I also get this feeling from certain games (Quake 3 Arena, back in the day), from running up and down the gears in my car, from brainstorming intensely with my peers, and from certain kinds of music. In most projects, though, the amount of time spent managing and gathering resources far exceeds the amount of time spent in the fast lane. I want my brain to run flat out at the greatest speed, always! FAST FAST FAST!

A Race Prep Approach

This gives me an idea: perhaps I can borrow the idea of having a “pit crew” and a “driver” from auto racing and apply it to my own projects. Clearly there’s the support aspect to every project that I find tedious, and I find it tedious because I want to be RACING. On the other hand, I can also appreciate the competence and knowledge required to provide high-quality support; it’s really important to me too. It’s not easy! My desire to make awesome, excellent projects can perhaps be better served by adopting the right hat at the right time, and by making sure that my “races” happen frequently enough that I don’t become overwhelmingly bored with support work. Before, I have mashed it all together under one hat, and this just makes me keenly aware that I’m “not racing” all the time.

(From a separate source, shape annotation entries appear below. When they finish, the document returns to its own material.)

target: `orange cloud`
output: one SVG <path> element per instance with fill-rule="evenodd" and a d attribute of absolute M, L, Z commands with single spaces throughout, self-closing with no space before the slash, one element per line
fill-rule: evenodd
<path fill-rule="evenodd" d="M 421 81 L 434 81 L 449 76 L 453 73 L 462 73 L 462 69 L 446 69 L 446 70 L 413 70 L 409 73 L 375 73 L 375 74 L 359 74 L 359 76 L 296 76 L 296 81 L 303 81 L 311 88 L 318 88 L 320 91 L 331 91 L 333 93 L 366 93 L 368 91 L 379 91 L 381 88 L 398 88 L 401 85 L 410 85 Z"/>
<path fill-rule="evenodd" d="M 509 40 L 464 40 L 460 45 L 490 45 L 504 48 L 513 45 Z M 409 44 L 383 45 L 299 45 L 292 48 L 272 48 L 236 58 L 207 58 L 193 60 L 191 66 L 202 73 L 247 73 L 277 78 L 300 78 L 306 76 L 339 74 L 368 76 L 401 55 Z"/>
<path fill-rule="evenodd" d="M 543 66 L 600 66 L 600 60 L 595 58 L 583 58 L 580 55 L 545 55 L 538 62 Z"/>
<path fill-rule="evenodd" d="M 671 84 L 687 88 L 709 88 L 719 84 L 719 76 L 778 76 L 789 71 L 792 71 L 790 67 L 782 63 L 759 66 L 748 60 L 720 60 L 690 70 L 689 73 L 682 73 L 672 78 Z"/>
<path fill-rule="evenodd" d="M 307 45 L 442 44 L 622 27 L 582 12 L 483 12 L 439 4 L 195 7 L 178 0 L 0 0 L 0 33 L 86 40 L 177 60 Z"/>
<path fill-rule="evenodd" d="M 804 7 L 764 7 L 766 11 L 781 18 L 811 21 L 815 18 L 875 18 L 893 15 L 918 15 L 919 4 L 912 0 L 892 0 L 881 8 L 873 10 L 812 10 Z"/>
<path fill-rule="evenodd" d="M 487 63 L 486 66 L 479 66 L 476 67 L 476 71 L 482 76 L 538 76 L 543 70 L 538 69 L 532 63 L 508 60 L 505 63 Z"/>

So it might break down like this:

  • SUPPORT WORK: Knowledge acquisition, documentation, gathering, invention, process confirmation, time management metric, configuration in context with an upcoming “TEST RUN” and eventually the “RACE” itself.

  • RACING: When I get to run flat-out and burn up all the resources that the support work has gathered. It’s the big KABOOM. It’s the speed run! The challenge! The test! And hopefully, the big win in the form of a product release or launch.


p>I think it’s an interesting reframing because it’s the RACE STATE, when I get to go full-blast, that is the important context. Without setting that context explicitly, “support work” tends to fall victim to procrastination and distraction, and “the useful work” seems way too small to feel like meaningful progress. I love the idea of prepping for a speed run burst instead. This could have interesting ramifications for the design of a new task motivation system.

Let’s see how the race metaphor can be applied this week. I have plenty of boring projects to get out of the way!


  1. Daniel 10 years ago

    You need ZTD habits(Zen to Done), not GTD. It’s incredible. Search in google.

  2. Kevin 10 years ago

    The most useful nugget from Steven Pressfield’s books was the bit about starting before you’re ready. I wrote about it here: http://kevinrothermel.com/blog/start-before-youre-ready

    But after reading your post and thinking about it some, I think that I sometimes don’t start something because I don’t feel like putting in the hours that day. Not sure if that means that I know I’m going to get absorbed and then nothing else will get done, or if it’s just that I don’t have the available energy to immerse myself.

    Or it could just be the internet. That’s always a possibility.

    I’ve been working similarly to your race analogy for awhile, and it generally works. I use contexts in Omnifocus to separate out the admin and preparation for projects from the actual “work.” The only problem is that the work list is intimidating to see.

  3. The hardest part for me is the last 10-20%. It’s not just that the interesting problems in a project have been solved, it’s past the 80% mark that you have to start thinking about what constitutes “adequate enough for shipping” and doing a whole bunch of testing. It’s also the point where you realize that if you release it and it doesn’t make a splash you might have wasted a bunch of time. So then in an effort to avoid that, you find new problems to add that need doing before you can release something. Sigh at myself.

    On a sidenote, I kind of like the quirk nature of html/css/js/php, I have no resistance toward it, but I really, really hate browser testing.